Make the Healthy Salsa Verde Chicken Casserole Recipe for a bright, quick weeknight bake that feeds the family.
Preheat the oven to 375°F (190°C) so it's ready when the assembled casserole goes in; this small step makes sure the bake time and the cheese browning finish exactly as planned.
In a large skillet, warm 1 tablespoon of olive oil over medium heat until shimmering, then add the bite-sized chicken pieces so they begin to sear and firm up.
Sprinkle the chicken evenly with 1 teaspoon ground cumin, 1 teaspoon garlic powder, and salt and pepper to taste; toss so each piece carries a light coating of spices.
Sauté the chicken for about 5–7 minutes until the pieces are opaque and cooked through, with little golden edges forming where they touched the pan.
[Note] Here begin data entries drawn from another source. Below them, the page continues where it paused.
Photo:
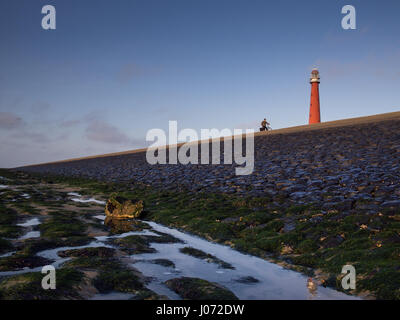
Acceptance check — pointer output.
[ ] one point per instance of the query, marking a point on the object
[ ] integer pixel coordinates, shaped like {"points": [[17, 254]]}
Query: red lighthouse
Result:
{"points": [[315, 115]]}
Stir in 1 cup of salsa verde and heat just 1–2 minutes until the chicken is fully glazed in the tangy green sauce and glossy with steam.
In a large mixing bowl, fold together 2 cups cooked brown rice or quinoa, 1 cup rinsed black beans, 1 cup corn kernels, half of the shredded cheese, 1/2 cup chopped fresh cilantro, and 1/4 cup chopped green onions until the grains and beans are evenly distributed.
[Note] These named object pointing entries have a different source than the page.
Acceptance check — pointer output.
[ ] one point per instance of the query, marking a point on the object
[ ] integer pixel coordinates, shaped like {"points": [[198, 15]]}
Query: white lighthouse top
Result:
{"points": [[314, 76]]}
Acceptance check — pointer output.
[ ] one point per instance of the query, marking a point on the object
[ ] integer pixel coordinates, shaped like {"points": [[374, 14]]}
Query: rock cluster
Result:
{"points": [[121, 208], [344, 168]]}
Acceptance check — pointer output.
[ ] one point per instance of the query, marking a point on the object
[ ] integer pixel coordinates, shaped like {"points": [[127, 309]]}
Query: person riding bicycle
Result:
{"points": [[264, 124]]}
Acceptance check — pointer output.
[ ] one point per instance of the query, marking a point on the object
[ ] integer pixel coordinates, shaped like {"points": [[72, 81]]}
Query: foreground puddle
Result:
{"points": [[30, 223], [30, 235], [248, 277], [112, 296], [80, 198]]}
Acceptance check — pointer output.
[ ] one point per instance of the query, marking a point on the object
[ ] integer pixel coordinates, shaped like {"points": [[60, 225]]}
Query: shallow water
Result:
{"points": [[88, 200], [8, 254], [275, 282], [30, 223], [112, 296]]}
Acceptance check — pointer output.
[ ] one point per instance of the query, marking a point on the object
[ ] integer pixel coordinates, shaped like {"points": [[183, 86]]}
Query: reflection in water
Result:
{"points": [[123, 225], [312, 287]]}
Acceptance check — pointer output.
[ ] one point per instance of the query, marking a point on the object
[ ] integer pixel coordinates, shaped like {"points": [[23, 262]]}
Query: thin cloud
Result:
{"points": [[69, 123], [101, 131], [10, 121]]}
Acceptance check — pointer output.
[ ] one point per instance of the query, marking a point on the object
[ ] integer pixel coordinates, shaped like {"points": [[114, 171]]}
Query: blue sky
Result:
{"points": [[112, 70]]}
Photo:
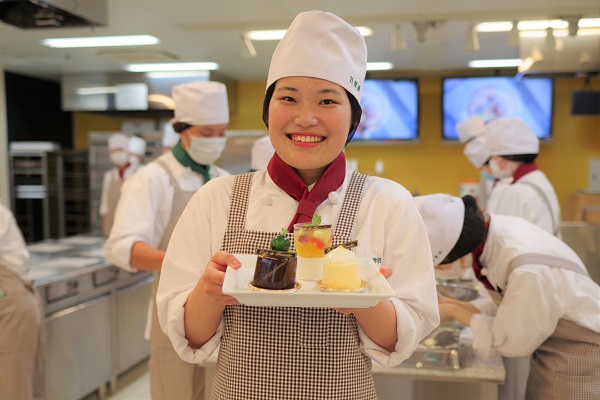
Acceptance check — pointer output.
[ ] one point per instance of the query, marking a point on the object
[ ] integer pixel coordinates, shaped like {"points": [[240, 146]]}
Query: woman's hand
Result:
{"points": [[211, 282]]}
Add the salsa verde–coated chicken into the grain-and-bean bowl and stir gently until the vivid green sauce has evenly tinted the rice/quinoa mixture and the filling looks cohesive rather than separated.
Spoon the combined mixture into a greased 9x13-inch rectangular baking dish, pressing lightly so the surface is even and there are no large air pockets.
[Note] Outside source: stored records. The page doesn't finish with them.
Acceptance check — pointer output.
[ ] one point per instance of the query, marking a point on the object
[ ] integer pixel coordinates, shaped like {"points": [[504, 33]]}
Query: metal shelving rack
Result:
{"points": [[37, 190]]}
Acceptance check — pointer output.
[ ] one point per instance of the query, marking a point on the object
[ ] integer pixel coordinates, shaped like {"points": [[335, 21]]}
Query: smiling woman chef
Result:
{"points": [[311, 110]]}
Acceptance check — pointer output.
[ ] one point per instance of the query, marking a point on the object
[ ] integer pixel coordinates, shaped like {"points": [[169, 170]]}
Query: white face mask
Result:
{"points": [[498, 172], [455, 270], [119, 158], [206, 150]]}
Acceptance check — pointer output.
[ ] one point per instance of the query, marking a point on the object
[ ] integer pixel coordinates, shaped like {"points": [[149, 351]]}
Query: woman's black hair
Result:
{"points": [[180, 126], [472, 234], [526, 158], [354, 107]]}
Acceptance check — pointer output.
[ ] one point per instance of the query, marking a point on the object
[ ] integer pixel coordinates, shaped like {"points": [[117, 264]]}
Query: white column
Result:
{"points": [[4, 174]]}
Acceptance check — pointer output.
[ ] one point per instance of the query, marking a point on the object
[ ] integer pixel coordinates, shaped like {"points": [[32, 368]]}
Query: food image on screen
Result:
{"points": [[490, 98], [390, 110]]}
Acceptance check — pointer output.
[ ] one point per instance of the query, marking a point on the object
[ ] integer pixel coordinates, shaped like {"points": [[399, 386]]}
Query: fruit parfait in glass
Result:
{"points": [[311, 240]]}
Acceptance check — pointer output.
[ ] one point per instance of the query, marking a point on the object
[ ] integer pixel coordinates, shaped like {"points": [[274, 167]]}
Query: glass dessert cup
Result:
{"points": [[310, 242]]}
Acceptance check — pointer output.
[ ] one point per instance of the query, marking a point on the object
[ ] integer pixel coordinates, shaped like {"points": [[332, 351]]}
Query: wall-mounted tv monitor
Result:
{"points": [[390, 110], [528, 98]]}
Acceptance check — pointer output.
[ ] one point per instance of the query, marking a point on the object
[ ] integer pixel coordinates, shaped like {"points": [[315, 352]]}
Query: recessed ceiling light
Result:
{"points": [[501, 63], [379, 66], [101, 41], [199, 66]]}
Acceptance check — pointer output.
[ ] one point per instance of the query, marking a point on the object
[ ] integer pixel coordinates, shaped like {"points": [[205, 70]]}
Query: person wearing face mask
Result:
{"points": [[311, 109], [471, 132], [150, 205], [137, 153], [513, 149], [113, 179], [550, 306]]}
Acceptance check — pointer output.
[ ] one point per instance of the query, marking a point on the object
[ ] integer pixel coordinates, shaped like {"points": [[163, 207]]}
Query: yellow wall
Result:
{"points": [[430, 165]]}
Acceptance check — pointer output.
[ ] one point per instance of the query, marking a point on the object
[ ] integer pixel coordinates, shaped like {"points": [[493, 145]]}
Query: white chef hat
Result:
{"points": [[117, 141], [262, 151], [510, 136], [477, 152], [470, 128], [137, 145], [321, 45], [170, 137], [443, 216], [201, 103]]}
Scatter the remaining shredded reduced-fat cheese over the surface in an even layer so it will melt to a golden, slightly bubbly crust.
Bake in the preheated oven for about 20–25 minutes, watching for the cheese to fully melt, bubble, and develop a light golden-brown crust along the edges.
Remove the dish from the oven and let it cool for a few minutes so the casserole firms slightly and serving slices hold together without collapsing.
Serve warm, topped as desired with avocado slices, a dollop of sour cream, lime wedges, scattered cilantro, and extra sliced jalapeños or crumbled white cheese for contrast.